What Are Distribution Channels And Why Are They So Powerful?

The number one failure factor of web and mobile startups is lack of traction. The most traditional way to get people to know about your app is by using traditional and guerrilla marketing. However, there's a great shortcut that for some reason many startups don't use. This shortcut is building distribution channels. On this post I'll explain what distribution channels are and why they are so powerful. In my next post I'm going to elaborate on the different types of distribution deals. You can get the next post directly to your inbox by joining the Founders' Guidebook mailing list

So let's start with understanding what distribution channels are, especially when it comes to web and mobile products or services. 


Originally, distribution channels evolved from the more traditional industries, where manufacturers needed a way to deliver their products to their end users in an cost-effective manner. For example, if you're a detergents manufacturer, it doesn't make sense to ask your customers to drive to your factory in order to buy their washing machine soap. Instead, it makes much more sense to use distribution channels like supermarket chains (e.g. Wall Mart). In addition, putting the detergents you want to sell on the supermarket's shelves is also a great way to expose your products to many consumers without any marketing. 

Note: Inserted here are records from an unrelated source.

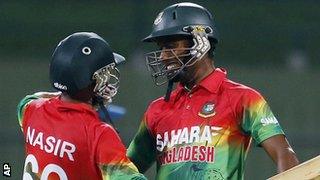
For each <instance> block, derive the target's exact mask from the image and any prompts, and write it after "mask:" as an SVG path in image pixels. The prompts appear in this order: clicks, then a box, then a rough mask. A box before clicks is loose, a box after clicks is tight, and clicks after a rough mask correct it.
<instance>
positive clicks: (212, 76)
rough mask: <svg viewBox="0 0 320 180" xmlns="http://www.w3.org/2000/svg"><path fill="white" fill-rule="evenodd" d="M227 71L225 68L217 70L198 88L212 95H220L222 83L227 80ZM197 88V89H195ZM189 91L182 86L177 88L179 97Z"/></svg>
mask: <svg viewBox="0 0 320 180" xmlns="http://www.w3.org/2000/svg"><path fill="white" fill-rule="evenodd" d="M226 76H227V71H226V70H225V69H223V68H216V69H215V70H214V71H213V72H212V73H210V74H209V75H208V76H207V77H205V78H204V79H203V80H202V81H201V82H200V83H199V84H198V85H197V86H200V87H202V88H204V89H206V90H208V91H209V92H210V93H218V90H219V87H220V85H221V83H222V81H223V80H224V79H225V78H226ZM195 88H197V87H195ZM192 91H193V90H192ZM182 92H189V91H187V90H186V89H185V88H184V87H183V86H182V85H181V84H178V86H177V95H178V96H179V95H181V93H182Z"/></svg>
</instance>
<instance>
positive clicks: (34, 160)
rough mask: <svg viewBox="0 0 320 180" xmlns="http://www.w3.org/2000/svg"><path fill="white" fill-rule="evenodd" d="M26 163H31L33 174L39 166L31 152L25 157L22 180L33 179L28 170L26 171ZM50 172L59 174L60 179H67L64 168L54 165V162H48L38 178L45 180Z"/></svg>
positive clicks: (49, 173)
mask: <svg viewBox="0 0 320 180" xmlns="http://www.w3.org/2000/svg"><path fill="white" fill-rule="evenodd" d="M28 163H30V164H31V171H32V172H33V173H35V174H37V173H38V172H39V166H38V161H37V159H36V157H35V156H34V155H32V154H29V155H28V156H27V158H26V161H25V163H24V170H23V180H33V178H32V176H31V174H29V172H27V166H28ZM51 173H55V174H57V175H58V176H59V178H60V179H62V180H67V179H68V177H67V174H66V173H65V172H64V170H63V169H62V168H61V167H60V166H58V165H56V164H48V165H47V166H46V167H45V168H44V169H43V171H42V174H41V177H40V180H47V179H48V177H49V175H50V174H51Z"/></svg>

Distribution channels were also used in the early days of the consumer software industry, where software was sold on CD's. In today's digital world, delivering your software to the end user is extremely simple and cost effective. Anyone can download it to their computer or mobile device, or even just use it on the cloud as a Software as a Service (Saas). Therefore, the distribution channel phrase lost its 'distribution' aspect and is mostly about exposing your product or service to more people while almost not spending any dollars on marketing. 

A great example for using distribution channels instead of marketing directly to the end users is MediSafe Project, which created a mobile app that helps patients to remember to take their medications on time (full disclosure: I was their mentor at the 2012 Mini SeedCamp TLV and have been occasionally advising them since). Usually, a company like MediSafe would try to market its app directly to the end users. Instead, MediSafe took a much smarter route, by closing distribution deals with huge pharmaceutical companies that market MediSafe's app directly to their customers. This is a win-win solution for both sides. On the one hand, MediSafe gets exposure to millions of customers without spending big dollars on marketing. And on the other hand, the pharmaceutical companies get direct access to their customers' mobile phone, as well as to extremely useful aggregated information on users' medication consuming habits (no personal information is disclosed). 

Now don't think that distribution channels are only suitable for startups with small marketing budgets. Even Google and Microsoft use distribution channels to push their search engines. Both companies pay others to include their search engine in their product. The most well known distribution deal is probably the one between Microsoft and Yahoo, where Yahoo uses Microsoft's Bing search engine in all its products and services.